Umbilical Cord Cells: Godsend or Gimmick?

ByABC News
March 21, 2007, 6:20 PM

March 22, 2007— -- For most of us, our connection to an umbilical cord lasts only during our first few seconds of life.

However, for a growing number of people, umbilical cords represent a crucial lifeline even in adulthood.

Take Rhonda Kottke, for instance. On Dec. 28, 2001, at the age of 29, her doctor diagnosed the Chicago woman with leukemia.

Her treatments ravaged her immune system to the extent that if it were not replaced, she would die.

Kottke's siblings were tested, but their bone marrow was not a close enough match to hers. It was then that her doctors suggested a different course of treatment altogether -- an infusion of stem cells obtained from an umbilical cord.

The transplant came six months after her diagnosis. Today, doctors say the graft likely saved Kottke's life.

"I'm doing great, knock on wood," she told ABC's "Good Morning America." "I have no signs of leukemia in my blood. I have no sign of cancer at all. I'm as healthy as anyone else."

Kottke received her transplant from a public cord cell bank.
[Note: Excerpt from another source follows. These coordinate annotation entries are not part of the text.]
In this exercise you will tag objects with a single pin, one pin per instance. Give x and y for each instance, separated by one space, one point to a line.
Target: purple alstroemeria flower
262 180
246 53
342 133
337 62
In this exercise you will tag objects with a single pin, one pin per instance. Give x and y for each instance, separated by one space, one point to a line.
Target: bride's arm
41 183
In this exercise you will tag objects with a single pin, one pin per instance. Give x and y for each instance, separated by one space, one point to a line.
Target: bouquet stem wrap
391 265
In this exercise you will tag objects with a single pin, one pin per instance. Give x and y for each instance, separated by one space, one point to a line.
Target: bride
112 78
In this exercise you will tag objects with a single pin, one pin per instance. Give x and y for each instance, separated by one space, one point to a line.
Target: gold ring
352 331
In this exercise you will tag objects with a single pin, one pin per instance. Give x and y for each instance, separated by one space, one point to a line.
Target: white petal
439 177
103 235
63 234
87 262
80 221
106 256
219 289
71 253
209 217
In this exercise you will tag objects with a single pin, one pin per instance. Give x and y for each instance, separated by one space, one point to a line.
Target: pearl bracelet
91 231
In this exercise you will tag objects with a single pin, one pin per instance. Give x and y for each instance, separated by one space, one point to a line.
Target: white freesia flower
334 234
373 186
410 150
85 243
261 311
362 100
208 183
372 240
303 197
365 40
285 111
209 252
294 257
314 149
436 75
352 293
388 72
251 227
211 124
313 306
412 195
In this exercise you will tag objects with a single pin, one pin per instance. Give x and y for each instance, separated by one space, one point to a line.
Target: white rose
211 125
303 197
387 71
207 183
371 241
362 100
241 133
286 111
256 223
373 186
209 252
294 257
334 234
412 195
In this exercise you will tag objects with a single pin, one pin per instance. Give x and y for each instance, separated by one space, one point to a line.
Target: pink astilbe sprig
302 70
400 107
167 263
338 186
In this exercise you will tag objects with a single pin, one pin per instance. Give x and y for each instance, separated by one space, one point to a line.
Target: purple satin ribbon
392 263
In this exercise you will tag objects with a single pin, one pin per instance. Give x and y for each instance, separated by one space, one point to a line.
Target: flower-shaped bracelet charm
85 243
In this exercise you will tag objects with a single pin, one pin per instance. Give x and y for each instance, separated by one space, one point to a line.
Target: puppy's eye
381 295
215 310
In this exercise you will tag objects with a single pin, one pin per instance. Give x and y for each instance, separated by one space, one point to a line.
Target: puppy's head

However, many private companies offer new parents the chance to freeze their child's cord cells for personal use -- that is, if the child or a family member needs them.

But as the trend of banking cord blood continues to grow, critics say those who bank umbilical cord cells at private banks will most likely never use it.

And with an initial price tag of more than $1,000 to store the cord blood -- and yearly storage fees in the hundreds of dollars -- the cost of this biological insurance policy may outweigh the actual benefits for most.

At birth, the umbilical cord is normally thrown away. But in the past few years, doctors have discovered that it is chock full of stem cells, which can be used to treat as many as 70 different diseases.

Treatments using cord blood cells are still relatively new; so far, only about 6,000 Americans have received cord blood transplants. Most commonly, the cells are used to regenerate the immune systems of patients who have received treatment for leukemia.